I'm a big fan of Daniel Pink, I've read most of his books and even took his Masterclass because I find him so darn interesting. Did you know he was the chief speech writer to Vice President Al Gore?! Neat. His newest book, The Power of Regret explores what Pink has found to be our most misunderstood emotion. To be honest, I wasn't quite sure how regret specifically fit into an examination of the future of work, but what I learned is that regret fits in pretty much everywhere.
Pink's research findings are fascinating. As he reviewed previous studies focused on regret, he found that results were kind of all over the place. In general people report feeling the most regret around education, family, and love, and then a lot of other things. So many other things that it is impossible to determine a clear frontrunner. What Pink found to be lacking in previous studies was a clear explanation for why. What the regrets mean on a deeper level and whether or not there were correlations. To answer this question he went about a method of gathering qualitative research to weigh against the quantitative results from previous studies. Pink set up the World Regret Survey website where over 20,000 from people from 109 countries have submitted their biggest regrets (you can too, here). What he found after reading through thousands of individual regrets was that regret falls into 4 basic categories.
1. Foundation Regrets - people who make small decisions early in their lives that accumulate over time. Like spending too much money and not saving. Smoking and other health decisions. Small decisions that create wobbliness later in life. These regrets sounds like, “If only I had done the work.” They center on the human need for stability.
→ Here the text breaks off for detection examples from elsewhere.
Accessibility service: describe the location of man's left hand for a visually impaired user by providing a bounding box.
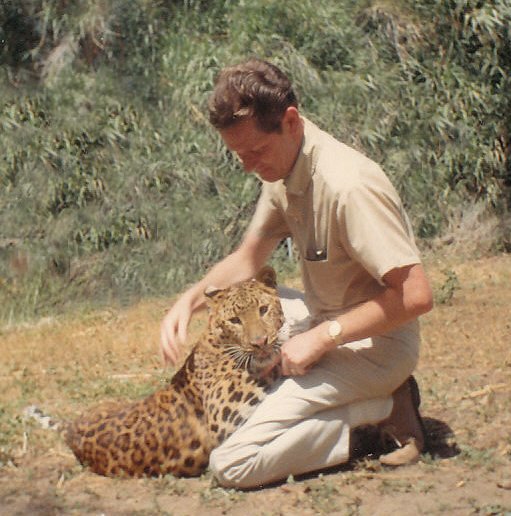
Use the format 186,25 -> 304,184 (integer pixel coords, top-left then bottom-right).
281,328 -> 328,376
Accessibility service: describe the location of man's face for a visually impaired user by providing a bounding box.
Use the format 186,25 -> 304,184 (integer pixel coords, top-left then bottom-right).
220,116 -> 301,183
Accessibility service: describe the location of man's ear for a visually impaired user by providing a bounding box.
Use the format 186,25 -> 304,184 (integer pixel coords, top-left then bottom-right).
255,265 -> 277,288
282,106 -> 302,134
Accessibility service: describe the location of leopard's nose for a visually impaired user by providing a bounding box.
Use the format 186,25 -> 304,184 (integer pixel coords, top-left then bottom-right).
251,335 -> 268,348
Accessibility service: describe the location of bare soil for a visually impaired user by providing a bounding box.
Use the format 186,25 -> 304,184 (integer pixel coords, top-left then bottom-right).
0,255 -> 511,516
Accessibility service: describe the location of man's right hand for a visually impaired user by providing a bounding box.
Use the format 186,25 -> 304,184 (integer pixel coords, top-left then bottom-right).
160,294 -> 193,365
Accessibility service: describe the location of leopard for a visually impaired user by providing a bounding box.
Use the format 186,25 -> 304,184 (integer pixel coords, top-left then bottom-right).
63,266 -> 285,477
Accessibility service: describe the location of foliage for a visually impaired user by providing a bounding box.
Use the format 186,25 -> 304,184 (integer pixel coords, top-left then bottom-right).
0,0 -> 511,321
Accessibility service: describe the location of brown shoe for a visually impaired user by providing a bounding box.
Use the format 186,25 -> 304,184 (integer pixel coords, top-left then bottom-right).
379,376 -> 425,466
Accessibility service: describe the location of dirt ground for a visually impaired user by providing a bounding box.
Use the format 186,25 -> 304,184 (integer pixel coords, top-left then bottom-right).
0,255 -> 511,516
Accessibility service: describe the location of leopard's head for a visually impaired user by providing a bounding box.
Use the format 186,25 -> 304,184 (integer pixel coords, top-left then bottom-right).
205,266 -> 284,374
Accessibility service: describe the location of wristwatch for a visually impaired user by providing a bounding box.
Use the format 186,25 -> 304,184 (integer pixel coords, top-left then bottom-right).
328,320 -> 343,346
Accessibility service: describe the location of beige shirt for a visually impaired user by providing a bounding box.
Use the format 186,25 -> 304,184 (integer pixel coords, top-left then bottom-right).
248,119 -> 420,322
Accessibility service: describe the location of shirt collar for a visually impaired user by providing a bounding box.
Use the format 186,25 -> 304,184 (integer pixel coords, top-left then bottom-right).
284,117 -> 316,195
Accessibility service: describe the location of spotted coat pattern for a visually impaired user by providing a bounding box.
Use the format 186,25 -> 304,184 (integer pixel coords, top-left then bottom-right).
66,267 -> 284,477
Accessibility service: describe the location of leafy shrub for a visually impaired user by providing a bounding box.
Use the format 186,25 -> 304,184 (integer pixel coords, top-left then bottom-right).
0,0 -> 511,321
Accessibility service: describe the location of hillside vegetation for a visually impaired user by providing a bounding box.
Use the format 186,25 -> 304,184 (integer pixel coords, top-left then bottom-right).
0,0 -> 511,324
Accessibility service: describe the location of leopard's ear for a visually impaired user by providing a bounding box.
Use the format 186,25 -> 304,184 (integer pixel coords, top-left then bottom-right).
255,265 -> 277,288
204,285 -> 225,306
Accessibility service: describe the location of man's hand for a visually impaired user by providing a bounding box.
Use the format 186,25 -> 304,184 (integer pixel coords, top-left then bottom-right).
160,294 -> 193,365
281,326 -> 333,376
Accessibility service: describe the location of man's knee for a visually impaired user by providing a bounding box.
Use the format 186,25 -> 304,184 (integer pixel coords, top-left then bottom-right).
209,447 -> 260,488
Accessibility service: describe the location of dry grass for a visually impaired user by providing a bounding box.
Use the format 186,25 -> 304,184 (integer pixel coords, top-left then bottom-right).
0,255 -> 511,515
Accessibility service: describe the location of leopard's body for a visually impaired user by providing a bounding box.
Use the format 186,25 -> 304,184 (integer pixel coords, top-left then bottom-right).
66,267 -> 284,477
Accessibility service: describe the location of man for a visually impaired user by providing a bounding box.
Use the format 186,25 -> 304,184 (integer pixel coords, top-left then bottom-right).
161,59 -> 432,487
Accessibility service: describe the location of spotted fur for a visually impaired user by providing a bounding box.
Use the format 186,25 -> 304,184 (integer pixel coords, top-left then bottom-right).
66,267 -> 284,477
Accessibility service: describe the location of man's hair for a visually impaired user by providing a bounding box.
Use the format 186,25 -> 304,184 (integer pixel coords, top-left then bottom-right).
208,59 -> 298,133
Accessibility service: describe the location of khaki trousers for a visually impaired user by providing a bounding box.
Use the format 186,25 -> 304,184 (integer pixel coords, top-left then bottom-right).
210,289 -> 419,488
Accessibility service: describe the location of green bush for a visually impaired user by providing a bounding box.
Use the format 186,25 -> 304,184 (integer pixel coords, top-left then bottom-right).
0,0 -> 511,322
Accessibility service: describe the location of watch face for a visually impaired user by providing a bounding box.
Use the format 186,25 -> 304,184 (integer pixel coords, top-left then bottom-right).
328,321 -> 342,340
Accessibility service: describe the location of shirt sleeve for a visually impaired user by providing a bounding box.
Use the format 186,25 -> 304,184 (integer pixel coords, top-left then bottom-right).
338,176 -> 421,284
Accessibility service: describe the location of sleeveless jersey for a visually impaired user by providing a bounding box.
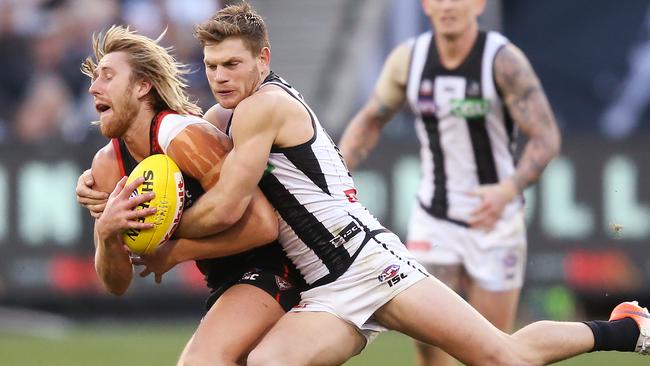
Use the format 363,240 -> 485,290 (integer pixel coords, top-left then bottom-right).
112,110 -> 299,293
235,73 -> 385,287
407,32 -> 523,225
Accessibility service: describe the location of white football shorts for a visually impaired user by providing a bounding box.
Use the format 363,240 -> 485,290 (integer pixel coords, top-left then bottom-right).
406,205 -> 526,291
291,232 -> 429,344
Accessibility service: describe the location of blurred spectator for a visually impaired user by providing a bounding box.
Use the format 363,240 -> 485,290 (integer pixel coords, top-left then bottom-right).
600,2 -> 650,139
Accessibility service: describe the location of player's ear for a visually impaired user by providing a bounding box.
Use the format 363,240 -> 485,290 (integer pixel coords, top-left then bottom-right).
258,47 -> 271,67
134,79 -> 151,98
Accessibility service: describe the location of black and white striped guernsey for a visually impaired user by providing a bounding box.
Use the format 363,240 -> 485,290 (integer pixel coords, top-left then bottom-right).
407,32 -> 523,225
240,73 -> 385,287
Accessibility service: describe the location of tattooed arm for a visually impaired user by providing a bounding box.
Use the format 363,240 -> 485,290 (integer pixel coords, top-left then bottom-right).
469,44 -> 560,229
339,44 -> 411,170
494,44 -> 560,192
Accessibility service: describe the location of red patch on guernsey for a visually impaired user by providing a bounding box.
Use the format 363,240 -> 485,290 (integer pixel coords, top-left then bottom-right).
377,264 -> 399,282
406,240 -> 431,252
275,276 -> 293,291
343,188 -> 359,203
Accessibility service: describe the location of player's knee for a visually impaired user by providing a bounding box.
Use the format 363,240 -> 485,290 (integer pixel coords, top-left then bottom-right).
177,352 -> 239,366
246,347 -> 291,366
480,349 -> 536,366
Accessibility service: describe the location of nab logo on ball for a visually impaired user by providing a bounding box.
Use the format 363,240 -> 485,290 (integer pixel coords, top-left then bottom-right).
124,154 -> 185,254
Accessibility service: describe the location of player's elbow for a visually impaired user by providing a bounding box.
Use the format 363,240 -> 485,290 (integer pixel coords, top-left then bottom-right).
102,278 -> 130,296
260,217 -> 280,243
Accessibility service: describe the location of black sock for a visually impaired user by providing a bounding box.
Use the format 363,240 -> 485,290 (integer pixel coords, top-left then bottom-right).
583,318 -> 639,352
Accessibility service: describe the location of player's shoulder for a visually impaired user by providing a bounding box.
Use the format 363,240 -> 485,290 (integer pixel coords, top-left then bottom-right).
238,84 -> 301,117
203,104 -> 232,132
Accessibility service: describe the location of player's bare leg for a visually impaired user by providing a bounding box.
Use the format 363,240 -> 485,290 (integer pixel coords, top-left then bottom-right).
178,284 -> 284,366
414,264 -> 458,366
247,312 -> 366,366
375,278 -> 594,366
467,282 -> 521,333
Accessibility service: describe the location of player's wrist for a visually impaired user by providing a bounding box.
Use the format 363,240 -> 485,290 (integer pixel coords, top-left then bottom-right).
502,177 -> 521,201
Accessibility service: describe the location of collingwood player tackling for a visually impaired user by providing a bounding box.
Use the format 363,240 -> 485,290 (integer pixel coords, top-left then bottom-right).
177,0 -> 648,366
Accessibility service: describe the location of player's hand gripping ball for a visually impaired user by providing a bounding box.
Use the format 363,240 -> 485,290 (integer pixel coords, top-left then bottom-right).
124,154 -> 185,254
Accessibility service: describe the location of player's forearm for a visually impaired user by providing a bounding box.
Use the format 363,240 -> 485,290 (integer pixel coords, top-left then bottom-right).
512,128 -> 561,192
173,192 -> 278,263
95,230 -> 133,296
174,195 -> 246,239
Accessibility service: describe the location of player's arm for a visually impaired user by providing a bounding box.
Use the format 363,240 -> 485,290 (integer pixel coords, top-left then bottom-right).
75,104 -> 232,218
91,144 -> 154,295
203,104 -> 232,133
178,93 -> 282,238
339,43 -> 411,170
75,169 -> 108,219
469,44 -> 560,228
494,44 -> 560,192
167,124 -> 278,252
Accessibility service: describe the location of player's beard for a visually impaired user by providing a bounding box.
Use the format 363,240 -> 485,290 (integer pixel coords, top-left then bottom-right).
100,87 -> 138,138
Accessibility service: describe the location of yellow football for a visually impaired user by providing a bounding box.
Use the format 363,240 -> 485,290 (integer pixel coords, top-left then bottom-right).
124,154 -> 185,254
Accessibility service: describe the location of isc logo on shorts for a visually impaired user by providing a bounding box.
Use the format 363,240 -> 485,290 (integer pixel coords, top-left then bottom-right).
377,264 -> 408,287
241,272 -> 260,281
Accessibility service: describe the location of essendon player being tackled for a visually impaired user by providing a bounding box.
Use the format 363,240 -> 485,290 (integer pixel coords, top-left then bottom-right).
77,26 -> 300,364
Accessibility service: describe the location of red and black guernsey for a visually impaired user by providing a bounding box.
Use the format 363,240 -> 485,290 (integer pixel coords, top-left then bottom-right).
112,111 -> 304,310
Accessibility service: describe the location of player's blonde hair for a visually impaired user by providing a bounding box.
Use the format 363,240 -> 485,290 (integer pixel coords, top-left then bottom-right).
194,2 -> 270,56
81,25 -> 202,115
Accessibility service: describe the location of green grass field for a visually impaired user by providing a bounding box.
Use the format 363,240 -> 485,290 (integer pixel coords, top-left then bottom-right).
0,322 -> 648,366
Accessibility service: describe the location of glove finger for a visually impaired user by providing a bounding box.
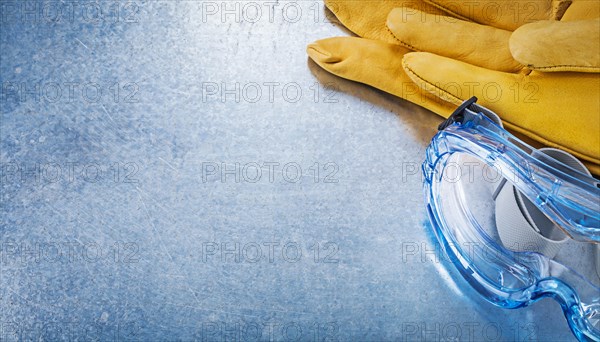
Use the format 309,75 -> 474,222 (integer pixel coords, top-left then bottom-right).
387,8 -> 523,72
509,18 -> 600,72
560,0 -> 600,21
403,52 -> 600,164
307,37 -> 454,117
325,0 -> 443,44
424,0 -> 571,31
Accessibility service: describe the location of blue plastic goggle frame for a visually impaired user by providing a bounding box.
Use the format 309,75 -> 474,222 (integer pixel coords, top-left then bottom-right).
423,98 -> 600,341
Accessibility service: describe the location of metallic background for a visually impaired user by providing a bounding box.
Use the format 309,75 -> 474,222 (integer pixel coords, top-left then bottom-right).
0,0 -> 573,341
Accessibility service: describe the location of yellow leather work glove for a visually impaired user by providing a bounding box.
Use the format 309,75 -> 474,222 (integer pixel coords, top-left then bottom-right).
394,14 -> 600,174
308,0 -> 600,174
307,0 -> 455,116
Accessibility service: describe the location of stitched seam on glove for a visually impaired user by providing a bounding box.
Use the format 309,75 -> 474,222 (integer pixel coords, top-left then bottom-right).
527,65 -> 600,71
424,0 -> 473,22
402,60 -> 463,105
385,26 -> 421,52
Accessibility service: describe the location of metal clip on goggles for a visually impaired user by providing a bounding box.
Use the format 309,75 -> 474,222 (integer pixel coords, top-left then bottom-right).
423,98 -> 600,341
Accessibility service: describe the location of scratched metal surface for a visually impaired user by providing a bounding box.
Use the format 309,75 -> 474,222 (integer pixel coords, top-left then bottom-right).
0,0 -> 572,341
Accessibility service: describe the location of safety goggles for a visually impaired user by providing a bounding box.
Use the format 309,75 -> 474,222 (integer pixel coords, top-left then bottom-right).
423,98 -> 600,340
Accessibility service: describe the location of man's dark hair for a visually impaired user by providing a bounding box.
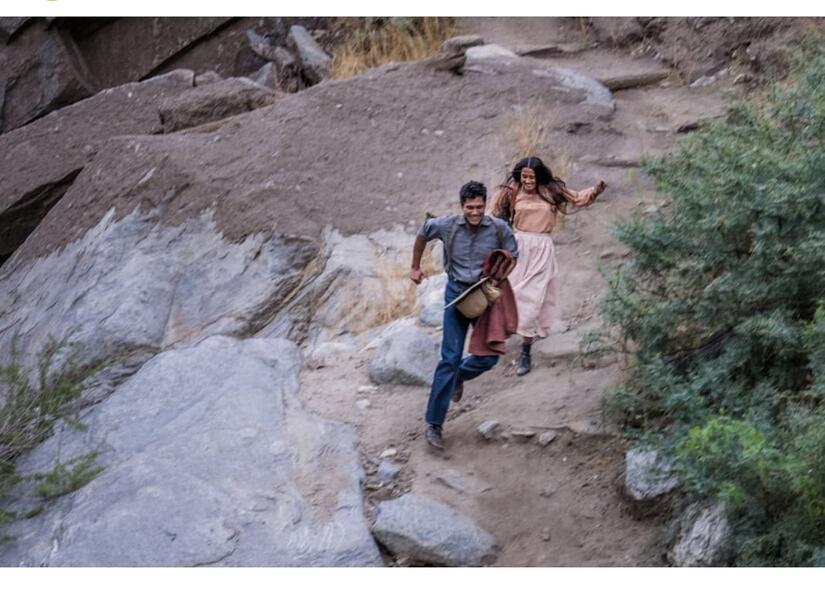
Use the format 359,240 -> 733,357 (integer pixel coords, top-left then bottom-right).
458,180 -> 487,205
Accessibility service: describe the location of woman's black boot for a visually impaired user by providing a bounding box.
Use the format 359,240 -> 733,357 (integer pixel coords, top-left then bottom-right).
516,344 -> 531,377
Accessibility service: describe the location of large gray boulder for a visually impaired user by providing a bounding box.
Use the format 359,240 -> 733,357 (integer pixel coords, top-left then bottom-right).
0,336 -> 381,567
624,448 -> 680,504
0,209 -> 317,374
372,494 -> 498,566
159,78 -> 277,133
260,226 -> 415,348
668,502 -> 733,567
369,318 -> 439,386
0,19 -> 95,132
0,70 -> 194,261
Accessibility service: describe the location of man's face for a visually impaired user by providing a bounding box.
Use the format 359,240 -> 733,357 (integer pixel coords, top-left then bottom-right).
461,197 -> 487,226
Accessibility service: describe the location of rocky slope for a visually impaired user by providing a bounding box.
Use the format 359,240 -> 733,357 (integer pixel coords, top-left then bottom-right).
0,19 -> 812,565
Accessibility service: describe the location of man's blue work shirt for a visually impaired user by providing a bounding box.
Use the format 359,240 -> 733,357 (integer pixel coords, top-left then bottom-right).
418,215 -> 518,283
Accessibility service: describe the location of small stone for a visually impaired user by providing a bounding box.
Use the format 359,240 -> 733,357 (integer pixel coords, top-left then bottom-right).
536,430 -> 559,447
541,529 -> 550,543
378,461 -> 401,481
433,470 -> 467,494
476,420 -> 498,440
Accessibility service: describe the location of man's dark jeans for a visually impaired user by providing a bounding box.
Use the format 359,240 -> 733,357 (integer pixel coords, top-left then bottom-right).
426,279 -> 498,425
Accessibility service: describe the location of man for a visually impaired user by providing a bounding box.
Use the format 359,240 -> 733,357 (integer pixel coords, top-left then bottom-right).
410,181 -> 518,449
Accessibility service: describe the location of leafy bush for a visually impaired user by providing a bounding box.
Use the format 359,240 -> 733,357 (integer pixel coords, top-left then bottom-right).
601,39 -> 825,565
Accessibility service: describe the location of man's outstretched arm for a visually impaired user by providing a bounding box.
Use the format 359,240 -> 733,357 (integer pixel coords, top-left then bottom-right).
410,236 -> 427,285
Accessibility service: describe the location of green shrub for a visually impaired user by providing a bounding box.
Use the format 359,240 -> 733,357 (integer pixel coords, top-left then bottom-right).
0,341 -> 101,525
601,40 -> 825,565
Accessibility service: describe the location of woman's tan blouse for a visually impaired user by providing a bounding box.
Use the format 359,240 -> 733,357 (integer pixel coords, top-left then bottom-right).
491,183 -> 598,233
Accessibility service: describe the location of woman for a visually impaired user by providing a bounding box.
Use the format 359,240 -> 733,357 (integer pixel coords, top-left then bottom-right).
491,157 -> 607,377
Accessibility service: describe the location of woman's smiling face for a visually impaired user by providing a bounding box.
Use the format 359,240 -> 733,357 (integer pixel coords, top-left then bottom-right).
521,168 -> 536,193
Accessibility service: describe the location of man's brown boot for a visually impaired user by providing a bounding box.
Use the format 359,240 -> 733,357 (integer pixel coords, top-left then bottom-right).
425,424 -> 444,449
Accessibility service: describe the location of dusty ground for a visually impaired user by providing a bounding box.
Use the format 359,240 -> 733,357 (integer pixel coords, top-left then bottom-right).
292,19 -> 723,566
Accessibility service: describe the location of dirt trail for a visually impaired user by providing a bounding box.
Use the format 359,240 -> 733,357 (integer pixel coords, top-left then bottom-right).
301,19 -> 723,566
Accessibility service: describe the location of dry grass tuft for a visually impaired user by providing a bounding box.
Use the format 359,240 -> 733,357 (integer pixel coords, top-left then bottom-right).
499,103 -> 573,180
332,17 -> 457,79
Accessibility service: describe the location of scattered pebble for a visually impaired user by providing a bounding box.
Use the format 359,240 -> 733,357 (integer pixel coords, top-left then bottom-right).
536,430 -> 559,447
378,461 -> 401,481
476,420 -> 498,440
541,529 -> 550,543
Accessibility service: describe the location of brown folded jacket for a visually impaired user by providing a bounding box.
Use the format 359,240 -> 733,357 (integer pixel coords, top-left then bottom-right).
470,250 -> 518,356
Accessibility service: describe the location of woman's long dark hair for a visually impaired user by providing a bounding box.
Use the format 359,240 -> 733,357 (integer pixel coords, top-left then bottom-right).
502,156 -> 567,213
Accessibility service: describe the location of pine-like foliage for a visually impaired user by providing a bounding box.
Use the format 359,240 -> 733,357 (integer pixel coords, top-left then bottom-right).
602,44 -> 825,565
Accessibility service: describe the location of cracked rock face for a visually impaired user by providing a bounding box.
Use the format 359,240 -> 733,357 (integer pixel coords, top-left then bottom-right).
0,336 -> 380,566
0,211 -> 316,366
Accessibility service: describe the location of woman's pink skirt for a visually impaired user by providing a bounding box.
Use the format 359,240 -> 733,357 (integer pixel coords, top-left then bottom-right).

2. Boldness Regrets- Not asking people out on dates, not studying abroad, not speaking up, not starting a business. When people do not take the chance and play it safe. Not taking risks. These regrets sounds like, “If only I’d taken the chance.” They center on the human need for and fear of growth.
3. Moral Regrets - bullying, being at a juncture to do the right or wrong thing and you do the wrong thing and regret it. Lots of regrets about bullying and marital fidelity. These regrets sound like, “If only I’d done the right thing.” They center on the human desire for goodness.
4. Connection Regrets - about relationships and not only romantic relationships. Friendship, family. A relationship has fallen apart and there is hesitancy to reach out and the rift continues. Pluralistic ignorance. This can include workplace relationships. These regrets sounds like, “If only I’d reached out.” They center on the human need for love.
Pink concluded from these findings that what people want out of life, what we value and what makes us happy are stability, growth, goodness and love. He believes that by looking at what we regret, talking about what we regret, we are really sharing important insight into what we deeply value and what we believe makes life worth living. How cool is that?
I have so much more thinking to do about Pink's findings. But for now I'll say I'm completely fascinated! I cannot wait to read the book. Which leaves me with a question, anyone out there interested in a Psych Enthusiast Book Club? If so, reply to this email and let me know. I'm not sure what this looks like yet, but I do know it would be oh so much fun to take a psychologically minded look together at some new and exciting ideas.
What is one of your biggest regrets? I went ahead and participated in Pink's survey and was surprised to find myself writing about a connection regret. Which according to Pink means I value love. Which yes, I definitely do.